This paper is concerned with quantum data compression of asymptotically many independent and identically distributed copies of ensembles of mixed quantum states. The encoder has access to a side information system. The figure of merit is per-copy or local error criterion. Rate-distortion theory studies the trade-off between the compression rate and the per-copy error. The optimal trade-off can be characterized by the rate-distortion function, which is the best rate given a certain distortion. In this paper, we derive the rate-distortion function of mixed-state compression.

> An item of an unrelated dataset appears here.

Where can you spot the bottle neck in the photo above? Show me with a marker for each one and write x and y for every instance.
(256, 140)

The rate-distortion functions in the entanglement-assisted and unassisted scenarios are in terms of a single-letter mutual information quantity and the regularized entanglement of purification, respectively. For the general setting where the consumption of both communication and entanglement are considered, we present the full qubit-entanglement rate region. Our compression scheme covers both blind and visible compression models (and other models in between) depending on the structure of the side information system.

翻译：本文研究渐近多个独立同分布混合量子态系综的量子数据压缩问题。编码器可访问边信息系统。评价指标采用每拷贝或局部误差准则。率失真理论研究压缩率与每拷贝误差之间的权衡关系。最优权衡可通过率失真函数表征，该函数表示给定特定失真条件下的最佳速率。本文推导了混合态压缩的率失真函数：纠缠辅助场景下的率失真函数表现为单字母互信息量，而无辅助场景则表现为正则化纯化纠缠度。针对同时考虑通信消耗与纠缠消耗的一般设置，我们给出了完整的量子比特-纠缠速率区域。根据边信息系统的结构差异，我们的压缩方案涵盖了盲压缩与可视压缩模型（及介于两者之间的其他模型）。